Do dogs understand the concept of TV?
Dogs tend to communicate with TV or, better said, with different things seen on the TV, such as different animals. Don't be surprised if your dog is watching another dog on the TV and starts to bark. Scientists researched this topic, and they concluded that dogs, in most cases, will understand that the TV is not real, and as the main reason, they wrote a sense of smell.
As you may know, dogs heavily rely on their sense of smell where ever they go, and without it, they might feel lost. TV can imitate various sights and sounds, but what it cannot provide for the dog is proper smell, and because of that, most dogs can understand that the things seen on the TV are not real.
How come some dog watch TV and others don't?
Watching TV is an individual thing, and there could be many reasons why some dogs like it and some don't. If your dog is not too much into television, you shouldn’t force him to watch it.
For some dogs, it might be interesting to watch other animals, like squirrels, watch across the screen, and there is nothing wrong with that. Some dogs can even start barking or howling, and we assure you that this will be a cute and funny scene to watch.
For example, our dog doesn't like to watch TV, but what she does is she will sit in front of the TV and look in our direction like she is trying to get attention, and guess what? In most cases, she does.
Can a TV somehow be bad for dogs?
In most cases, if your dog likes to watch TV with you, you have nothing to worry about. However, you must understand that your dog will still need to receive proper training and exercise, both physical and mental, to satisfy his daily needs.
Watching TV from time to time should be fine, but this mustn't turn into something your dog does most of his day because soon, some problems could start to appear.
Do dogs like something specific on the TV?
Every dog is different, and so are their preferences. While some could enjoy watching some TV show with you, others will want to look at some animals when they run or do other activities.
The best thing you can do is to test and confirm what your dog likes. That way, you can be sure that he will enjoy every time he is set to watch the television.
You can start by playing videos of different animals and watch for his reaction. When you find something your dog likes, you now have an additional way of keeping your dog busy for some time.
Signs your dog is enjoying watching TV
Whenever you see any of these signs, you can be sure that your dog is relaxed and enjoy spending time in front of the TV, watching in.
- Keeping an eye on the screen at all times
- Calmly sitting in front of the TV
- Tail wagging
Signs your dog is not enjoying watching TV
There could be a situation where your dog could be triggered by something on the screen, or something else could cause discomfort for him, and in these cases, you should be very careful because, in no time, your dog could cause damage to your TV and possibly injure himself.

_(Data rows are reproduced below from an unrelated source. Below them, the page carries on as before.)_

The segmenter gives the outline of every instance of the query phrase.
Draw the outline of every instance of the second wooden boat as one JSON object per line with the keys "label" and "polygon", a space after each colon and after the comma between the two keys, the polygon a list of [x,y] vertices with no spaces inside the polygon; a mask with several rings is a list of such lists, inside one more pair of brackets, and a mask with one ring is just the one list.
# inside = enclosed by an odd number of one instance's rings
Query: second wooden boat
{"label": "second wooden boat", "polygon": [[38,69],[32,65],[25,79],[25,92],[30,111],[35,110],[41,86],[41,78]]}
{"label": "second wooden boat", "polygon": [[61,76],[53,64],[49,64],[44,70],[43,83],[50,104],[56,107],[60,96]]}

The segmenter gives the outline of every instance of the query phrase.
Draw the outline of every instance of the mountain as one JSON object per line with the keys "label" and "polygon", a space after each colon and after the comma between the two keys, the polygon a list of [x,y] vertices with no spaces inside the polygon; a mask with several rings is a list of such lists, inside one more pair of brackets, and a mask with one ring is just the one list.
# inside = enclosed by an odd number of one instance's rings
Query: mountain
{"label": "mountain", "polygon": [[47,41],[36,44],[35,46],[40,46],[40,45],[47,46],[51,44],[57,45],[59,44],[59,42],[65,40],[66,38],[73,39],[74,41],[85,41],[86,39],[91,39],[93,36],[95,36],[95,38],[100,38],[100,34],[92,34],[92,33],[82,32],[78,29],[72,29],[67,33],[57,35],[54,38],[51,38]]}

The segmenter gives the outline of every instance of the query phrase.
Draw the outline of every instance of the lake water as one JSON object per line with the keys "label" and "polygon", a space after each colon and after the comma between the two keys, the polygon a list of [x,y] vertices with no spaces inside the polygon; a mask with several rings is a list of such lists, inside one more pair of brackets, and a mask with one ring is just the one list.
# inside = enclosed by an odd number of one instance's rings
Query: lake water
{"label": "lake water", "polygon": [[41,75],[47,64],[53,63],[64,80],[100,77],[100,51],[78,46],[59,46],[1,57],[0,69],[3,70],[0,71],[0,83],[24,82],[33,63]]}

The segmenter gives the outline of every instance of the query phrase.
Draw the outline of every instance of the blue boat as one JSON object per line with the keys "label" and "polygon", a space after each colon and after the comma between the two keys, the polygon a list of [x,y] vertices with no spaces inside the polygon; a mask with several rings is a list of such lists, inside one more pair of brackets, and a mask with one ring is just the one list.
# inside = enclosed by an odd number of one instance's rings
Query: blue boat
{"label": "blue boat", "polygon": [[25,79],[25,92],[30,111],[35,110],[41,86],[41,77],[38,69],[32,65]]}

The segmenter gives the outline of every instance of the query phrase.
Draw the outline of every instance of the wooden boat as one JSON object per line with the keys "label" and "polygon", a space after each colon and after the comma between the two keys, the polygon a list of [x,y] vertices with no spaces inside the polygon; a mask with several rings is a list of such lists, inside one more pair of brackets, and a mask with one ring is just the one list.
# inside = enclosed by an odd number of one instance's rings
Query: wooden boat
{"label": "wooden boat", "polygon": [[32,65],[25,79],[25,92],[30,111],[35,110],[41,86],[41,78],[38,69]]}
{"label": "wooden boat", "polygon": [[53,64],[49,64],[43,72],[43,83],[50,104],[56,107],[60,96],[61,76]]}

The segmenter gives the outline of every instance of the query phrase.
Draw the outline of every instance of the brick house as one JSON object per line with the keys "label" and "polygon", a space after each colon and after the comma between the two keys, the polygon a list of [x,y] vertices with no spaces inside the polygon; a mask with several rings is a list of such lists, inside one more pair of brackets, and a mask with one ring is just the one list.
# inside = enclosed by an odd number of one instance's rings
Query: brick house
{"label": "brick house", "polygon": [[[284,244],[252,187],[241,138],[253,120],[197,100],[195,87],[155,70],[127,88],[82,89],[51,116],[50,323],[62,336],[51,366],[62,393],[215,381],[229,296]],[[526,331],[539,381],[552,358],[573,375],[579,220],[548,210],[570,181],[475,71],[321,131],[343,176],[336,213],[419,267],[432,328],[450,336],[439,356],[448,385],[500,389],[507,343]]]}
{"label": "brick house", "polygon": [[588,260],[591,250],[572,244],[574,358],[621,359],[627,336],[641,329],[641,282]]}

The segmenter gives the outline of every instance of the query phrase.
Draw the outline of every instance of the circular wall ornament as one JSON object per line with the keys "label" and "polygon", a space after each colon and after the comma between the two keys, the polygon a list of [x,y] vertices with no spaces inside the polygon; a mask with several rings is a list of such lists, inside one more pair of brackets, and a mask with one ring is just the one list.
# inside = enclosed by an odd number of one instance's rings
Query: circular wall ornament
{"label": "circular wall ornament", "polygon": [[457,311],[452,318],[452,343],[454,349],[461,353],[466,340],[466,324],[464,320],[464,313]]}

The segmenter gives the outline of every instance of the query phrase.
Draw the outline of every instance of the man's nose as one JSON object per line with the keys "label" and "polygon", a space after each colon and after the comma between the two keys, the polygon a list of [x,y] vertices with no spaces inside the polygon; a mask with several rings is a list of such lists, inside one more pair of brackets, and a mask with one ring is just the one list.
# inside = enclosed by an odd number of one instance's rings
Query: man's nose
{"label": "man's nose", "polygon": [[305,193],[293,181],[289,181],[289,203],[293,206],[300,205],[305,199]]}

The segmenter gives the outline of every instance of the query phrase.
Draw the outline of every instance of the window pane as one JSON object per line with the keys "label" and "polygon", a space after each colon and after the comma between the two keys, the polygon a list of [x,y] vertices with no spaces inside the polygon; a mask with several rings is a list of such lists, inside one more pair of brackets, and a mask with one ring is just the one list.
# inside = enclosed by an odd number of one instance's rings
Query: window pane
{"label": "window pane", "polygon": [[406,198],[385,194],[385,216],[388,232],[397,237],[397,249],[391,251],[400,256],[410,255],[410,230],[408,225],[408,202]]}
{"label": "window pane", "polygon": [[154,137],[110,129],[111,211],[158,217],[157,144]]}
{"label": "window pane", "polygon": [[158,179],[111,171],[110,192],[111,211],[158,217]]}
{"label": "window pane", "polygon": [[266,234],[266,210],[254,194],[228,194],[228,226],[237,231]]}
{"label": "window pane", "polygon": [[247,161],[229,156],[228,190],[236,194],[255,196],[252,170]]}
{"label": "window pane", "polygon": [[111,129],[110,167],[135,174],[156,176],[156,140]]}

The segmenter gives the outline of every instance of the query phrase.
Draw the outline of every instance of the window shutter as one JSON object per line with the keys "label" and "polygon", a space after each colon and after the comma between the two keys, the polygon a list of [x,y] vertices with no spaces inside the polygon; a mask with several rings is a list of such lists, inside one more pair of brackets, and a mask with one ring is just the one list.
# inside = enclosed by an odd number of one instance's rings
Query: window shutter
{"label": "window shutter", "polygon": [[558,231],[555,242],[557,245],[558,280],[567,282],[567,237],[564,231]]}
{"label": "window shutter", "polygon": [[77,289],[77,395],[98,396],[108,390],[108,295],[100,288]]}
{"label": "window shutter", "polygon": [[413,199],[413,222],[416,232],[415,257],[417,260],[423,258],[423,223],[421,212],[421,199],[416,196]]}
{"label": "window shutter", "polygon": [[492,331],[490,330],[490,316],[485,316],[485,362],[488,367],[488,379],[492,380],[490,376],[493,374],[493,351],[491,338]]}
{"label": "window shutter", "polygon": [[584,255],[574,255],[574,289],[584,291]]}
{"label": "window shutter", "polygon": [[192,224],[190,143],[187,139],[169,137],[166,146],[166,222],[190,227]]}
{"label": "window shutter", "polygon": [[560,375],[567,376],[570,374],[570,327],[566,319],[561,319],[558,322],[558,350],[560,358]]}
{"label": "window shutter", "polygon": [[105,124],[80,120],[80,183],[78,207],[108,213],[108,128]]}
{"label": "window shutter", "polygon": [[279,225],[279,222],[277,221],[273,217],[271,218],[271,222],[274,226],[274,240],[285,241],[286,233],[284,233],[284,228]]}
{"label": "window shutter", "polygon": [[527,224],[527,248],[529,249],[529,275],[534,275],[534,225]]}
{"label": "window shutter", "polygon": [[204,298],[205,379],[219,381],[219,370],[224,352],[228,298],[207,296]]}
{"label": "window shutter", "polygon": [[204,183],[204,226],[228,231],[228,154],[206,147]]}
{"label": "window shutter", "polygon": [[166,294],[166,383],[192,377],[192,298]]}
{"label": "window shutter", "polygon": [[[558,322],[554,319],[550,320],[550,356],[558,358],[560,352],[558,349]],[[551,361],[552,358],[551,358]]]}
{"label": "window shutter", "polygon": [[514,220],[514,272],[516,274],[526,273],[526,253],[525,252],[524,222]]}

Signs to watch out for include
- Jumping and pawing at the TV
- Aggressively barking at the TV
- Circling around the TV while keeping his eyes on the screen
These signs could indicate that your dog is triggered, and he could in no time crash the TV and possibly injure himself, and we are pretty sure you do not want that.
Should you leave the TV on for your dog?
If your dog seems to enjoy watching TV and doesn't show any signs of discomfort while doing it, you can safely leave the TV on when you are gone.
When the dogs stay alone, most of them will not be interested in watching the TV, but rather they will curl up and take a nap, but of course, there are always exceptions, and your dog might want to watch the TV.
This could be a great trick for dogs that are suffering from separation anxiety since it will give additional comfort and something that will cause the time to go by faster until you return home.
IMPORTANT: If you do not fully trust your dog while he is alone, we suggest not leaving the TV on since something on the screen could trigger him, and in no time, he could cause some damage.